Der Nebel verbirgt die Stadt, wie wir sie kennen. Wenn wir den Blick nach vorn richten, sehen wir die Dächer nicht und nicht die Türme, wir sehen die Kuppeln nicht und nicht die Mauer. Wir sehen nur unser Feuer und dahinter die große Ebene der Freiheit, in der Ferne verwischt sich das Panorama, kein Himmel, kein Beton, nur Weiß. Dahinter könnte sich alles verbergen.

Mit der Schneedecke sieht die Freiheit aus wie eine vereiste Wasserfläche, vereinzelt ragen kleine Inseln mit Sträuchern heraus. Auf der anderen Seite stehen zwischen den Bäumen die Büffel und die Pferde. Die Tiere bleiben beieinander, und sie meiden die Nähe der Mauer. Vielleicht ein Instinkt, den wir verloren haben.

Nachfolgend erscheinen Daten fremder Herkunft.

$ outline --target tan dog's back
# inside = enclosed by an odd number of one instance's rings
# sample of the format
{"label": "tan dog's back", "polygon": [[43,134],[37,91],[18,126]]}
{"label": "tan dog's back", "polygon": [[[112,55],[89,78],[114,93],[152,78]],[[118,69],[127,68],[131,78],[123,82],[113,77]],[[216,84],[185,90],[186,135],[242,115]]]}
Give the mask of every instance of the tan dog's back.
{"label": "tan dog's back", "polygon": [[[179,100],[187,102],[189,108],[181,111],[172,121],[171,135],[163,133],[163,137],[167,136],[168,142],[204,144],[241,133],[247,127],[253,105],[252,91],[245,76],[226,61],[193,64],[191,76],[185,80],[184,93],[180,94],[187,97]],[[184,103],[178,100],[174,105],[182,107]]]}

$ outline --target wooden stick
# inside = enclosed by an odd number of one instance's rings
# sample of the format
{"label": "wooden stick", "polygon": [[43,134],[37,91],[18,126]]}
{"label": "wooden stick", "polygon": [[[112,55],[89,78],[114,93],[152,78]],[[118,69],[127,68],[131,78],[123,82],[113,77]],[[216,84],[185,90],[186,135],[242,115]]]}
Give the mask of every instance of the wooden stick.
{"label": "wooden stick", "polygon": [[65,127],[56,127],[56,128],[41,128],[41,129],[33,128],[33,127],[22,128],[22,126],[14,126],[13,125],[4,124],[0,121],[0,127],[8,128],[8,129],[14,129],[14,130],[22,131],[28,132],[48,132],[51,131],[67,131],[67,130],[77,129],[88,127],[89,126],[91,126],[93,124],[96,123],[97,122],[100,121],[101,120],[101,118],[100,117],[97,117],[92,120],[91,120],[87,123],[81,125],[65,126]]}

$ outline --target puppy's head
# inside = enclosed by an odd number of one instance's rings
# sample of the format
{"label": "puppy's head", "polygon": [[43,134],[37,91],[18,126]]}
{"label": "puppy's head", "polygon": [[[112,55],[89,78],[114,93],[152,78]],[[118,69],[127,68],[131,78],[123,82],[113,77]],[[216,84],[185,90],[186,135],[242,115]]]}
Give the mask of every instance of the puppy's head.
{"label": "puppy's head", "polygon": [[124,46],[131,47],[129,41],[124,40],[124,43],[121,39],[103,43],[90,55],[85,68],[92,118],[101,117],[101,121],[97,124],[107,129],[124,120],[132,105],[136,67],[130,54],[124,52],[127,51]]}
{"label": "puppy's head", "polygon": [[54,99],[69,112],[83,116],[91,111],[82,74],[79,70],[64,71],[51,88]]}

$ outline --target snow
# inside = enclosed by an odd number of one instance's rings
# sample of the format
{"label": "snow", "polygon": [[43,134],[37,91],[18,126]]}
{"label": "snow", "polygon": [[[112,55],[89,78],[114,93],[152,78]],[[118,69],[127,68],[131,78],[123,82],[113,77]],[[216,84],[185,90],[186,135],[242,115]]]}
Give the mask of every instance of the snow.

»Ich weiß noch, wie du angekommen bist«, sagt Friedrich. Ich kenne die Geschichte, er hat sie mir tausendmal erzählt, früher habe ich sie gern gehört. Klein war ich, dünn und blass, geschrien habe ich und getreten, wie eine Verrückte getreten und geschrien, und trotzdem habe ich schon ausgesehen wie eine echte Lola, wie die alte Lola, seine Lola.

Drei Nächte vorher, als die alte Lola entschwunden war, hat er nicht geweint.

»Ich weiß auch nicht, warum nicht«, sagt Friedrich.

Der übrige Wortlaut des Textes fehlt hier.